On Mon, Jun 4, 2012 at 9:04 AM, Tero Paananen <teropaana
...@gmail.com> wrote:
>
https://github.com/gorbachev/neo4j-batchinserterprovider-contrib
> Michael Hunger asked me to open source the BatchInserterIndexProvider
> implementations
> I experimented with during the time I was implementing the batch
> import process for the
> application I've been working on.
> Our graph data model has quite a few unique nodes. The data import
> process had to do
> a LOT of index lookups. The Lucene based index provider was slow, and
> performance
> started degrading once the index sizes grew larger. This is probably
> mostly due to an
> undersized server (I had too little memory on the server).
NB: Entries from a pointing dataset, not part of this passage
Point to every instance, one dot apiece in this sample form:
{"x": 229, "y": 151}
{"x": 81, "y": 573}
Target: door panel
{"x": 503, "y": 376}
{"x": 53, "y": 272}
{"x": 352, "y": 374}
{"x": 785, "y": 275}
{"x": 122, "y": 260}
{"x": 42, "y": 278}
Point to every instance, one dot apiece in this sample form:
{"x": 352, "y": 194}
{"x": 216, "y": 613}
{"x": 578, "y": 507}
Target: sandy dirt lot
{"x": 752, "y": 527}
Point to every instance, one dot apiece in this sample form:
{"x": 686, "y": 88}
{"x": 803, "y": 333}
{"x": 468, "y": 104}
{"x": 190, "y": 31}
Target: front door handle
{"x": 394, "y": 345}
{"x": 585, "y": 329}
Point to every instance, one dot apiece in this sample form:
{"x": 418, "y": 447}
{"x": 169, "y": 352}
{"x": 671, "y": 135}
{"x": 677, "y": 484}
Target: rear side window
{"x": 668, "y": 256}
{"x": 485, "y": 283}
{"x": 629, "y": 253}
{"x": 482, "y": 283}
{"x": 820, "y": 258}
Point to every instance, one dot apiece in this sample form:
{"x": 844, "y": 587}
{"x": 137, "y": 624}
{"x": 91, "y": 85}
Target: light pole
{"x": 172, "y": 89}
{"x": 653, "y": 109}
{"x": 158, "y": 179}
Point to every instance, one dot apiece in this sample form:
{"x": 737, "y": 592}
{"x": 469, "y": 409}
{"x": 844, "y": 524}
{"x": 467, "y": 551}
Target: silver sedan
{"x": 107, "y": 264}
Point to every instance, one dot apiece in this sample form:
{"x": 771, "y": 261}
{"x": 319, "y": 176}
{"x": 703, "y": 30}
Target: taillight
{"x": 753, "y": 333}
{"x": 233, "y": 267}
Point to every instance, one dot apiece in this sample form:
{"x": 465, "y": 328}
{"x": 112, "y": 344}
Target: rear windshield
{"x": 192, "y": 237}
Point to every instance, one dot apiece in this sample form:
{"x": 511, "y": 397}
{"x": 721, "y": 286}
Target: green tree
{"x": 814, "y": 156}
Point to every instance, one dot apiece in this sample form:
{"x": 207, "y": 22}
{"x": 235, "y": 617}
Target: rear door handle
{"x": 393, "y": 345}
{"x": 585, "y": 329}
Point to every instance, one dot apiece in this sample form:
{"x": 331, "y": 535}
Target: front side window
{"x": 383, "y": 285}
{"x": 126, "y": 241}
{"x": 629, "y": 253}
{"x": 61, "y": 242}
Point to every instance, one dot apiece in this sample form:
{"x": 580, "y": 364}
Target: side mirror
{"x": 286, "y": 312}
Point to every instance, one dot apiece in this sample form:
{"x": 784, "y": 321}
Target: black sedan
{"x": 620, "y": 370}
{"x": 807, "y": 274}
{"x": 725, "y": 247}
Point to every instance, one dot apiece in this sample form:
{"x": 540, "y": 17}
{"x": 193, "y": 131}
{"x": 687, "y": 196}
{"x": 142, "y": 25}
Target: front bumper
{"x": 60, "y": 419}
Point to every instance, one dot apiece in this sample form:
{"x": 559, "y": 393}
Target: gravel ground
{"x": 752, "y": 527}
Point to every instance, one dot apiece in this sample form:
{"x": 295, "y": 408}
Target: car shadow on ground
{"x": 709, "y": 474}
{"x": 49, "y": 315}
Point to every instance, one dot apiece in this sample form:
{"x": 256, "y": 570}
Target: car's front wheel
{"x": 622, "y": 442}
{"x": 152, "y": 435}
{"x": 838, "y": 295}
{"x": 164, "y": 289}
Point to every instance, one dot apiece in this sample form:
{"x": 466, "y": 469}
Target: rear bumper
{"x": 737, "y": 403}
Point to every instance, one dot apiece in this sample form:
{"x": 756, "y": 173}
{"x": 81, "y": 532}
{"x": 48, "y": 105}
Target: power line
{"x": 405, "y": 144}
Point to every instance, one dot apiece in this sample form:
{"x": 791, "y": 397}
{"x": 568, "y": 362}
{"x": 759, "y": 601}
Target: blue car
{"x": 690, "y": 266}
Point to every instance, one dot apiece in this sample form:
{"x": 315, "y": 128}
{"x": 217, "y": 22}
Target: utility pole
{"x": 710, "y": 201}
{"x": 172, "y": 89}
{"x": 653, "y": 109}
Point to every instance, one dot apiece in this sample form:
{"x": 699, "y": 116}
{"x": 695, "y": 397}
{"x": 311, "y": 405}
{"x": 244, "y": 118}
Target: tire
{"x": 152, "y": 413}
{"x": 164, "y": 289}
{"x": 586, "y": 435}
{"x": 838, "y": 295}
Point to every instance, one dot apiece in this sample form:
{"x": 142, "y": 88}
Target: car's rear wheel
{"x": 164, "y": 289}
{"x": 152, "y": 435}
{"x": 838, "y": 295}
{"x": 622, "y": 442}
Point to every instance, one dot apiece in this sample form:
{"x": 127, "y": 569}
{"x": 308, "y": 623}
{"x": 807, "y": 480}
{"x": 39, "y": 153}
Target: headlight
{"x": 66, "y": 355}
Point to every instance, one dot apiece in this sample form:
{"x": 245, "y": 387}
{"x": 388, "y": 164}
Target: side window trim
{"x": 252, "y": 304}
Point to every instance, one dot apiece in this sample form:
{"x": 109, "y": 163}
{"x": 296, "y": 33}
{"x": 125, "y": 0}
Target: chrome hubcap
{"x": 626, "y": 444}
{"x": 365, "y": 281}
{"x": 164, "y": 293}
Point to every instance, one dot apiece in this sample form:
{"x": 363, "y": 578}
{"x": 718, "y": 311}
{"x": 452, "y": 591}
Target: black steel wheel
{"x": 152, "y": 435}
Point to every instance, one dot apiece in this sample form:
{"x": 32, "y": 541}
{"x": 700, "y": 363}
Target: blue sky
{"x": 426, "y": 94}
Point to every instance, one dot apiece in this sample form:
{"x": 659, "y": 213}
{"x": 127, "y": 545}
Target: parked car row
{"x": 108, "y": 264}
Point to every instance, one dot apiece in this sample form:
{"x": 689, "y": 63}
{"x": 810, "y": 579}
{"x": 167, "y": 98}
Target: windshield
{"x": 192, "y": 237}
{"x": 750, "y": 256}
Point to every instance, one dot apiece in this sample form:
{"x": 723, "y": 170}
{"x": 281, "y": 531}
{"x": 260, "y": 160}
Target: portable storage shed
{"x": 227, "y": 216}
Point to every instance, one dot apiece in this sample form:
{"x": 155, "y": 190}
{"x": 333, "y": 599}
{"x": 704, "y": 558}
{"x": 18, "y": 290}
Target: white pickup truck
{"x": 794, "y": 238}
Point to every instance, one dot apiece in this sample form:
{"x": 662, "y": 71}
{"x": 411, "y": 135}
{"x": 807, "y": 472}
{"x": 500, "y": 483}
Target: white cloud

> As a replacement I tried Redis and Memcached first. While they were
> extremely quick,
> they failed, because I simply didn't have a server that could hold the
> entire index in
> memory, as required by Redis and Memcached. YMMV.
> The MongoDB BatchInserterIndexProvider, however, gave me a good
> constant
> performance. It wasn't as fast as Redis/Memcached, but it didn't
> degrade the
> way the Lucene based one did.
> So I was using these for speeding up the lookups for unique nodes
> during the
> batch import. I'm still using Lucene indexes with Neo4j.
> In the batch import process I was essentially adding properties into
> two indexes,
> one using Mongo and one using Lucene. I was then doing lookups only
> using
> the Mongo index:
> BatchInserter inserter = new BatchInserterImpl("/data/graph.db");
> BatchInserterIndexProvider indexProvider = new
> LuceneBatchInserterIndexProvider(inserter);
> BatchInserterIndexProvider lookupIndexProvider = new
> MongoBatchInserterIndexProvider();
> nodeIndex = indexProvider.nodeIndex(...);
> lookupIndex = lookupIndexProvider.nodeIndex(...);
> if (!lookupIndex.get("property", "value").hasNext()) {
> Long node = inserter.createNode(...);
> lookupIndex.add(node, ...);
> nodeIndex.add(node, ...);
> } else {
> ... node already exists...update or ignore
> }
> Given the amount of data we had (90M nodes, 240M relationships, and
> growing),
> the time savings with faster index lookups were definitely worth it.
> I don't have benchmarking numbers, because they would depend heavily
> on
> your particular use case. For my ircumstances MongoDB based index was
> a
> good solution.
> If you have any questions, let me know. There are basic unit tests
> included in
> the project, but it is entirely possible there are bugs left in the
> code that I didn't
> cover during my use of these classes.
> Please feel free to fork the GitHub project and make whatever changes
> you
> need.
> -TPP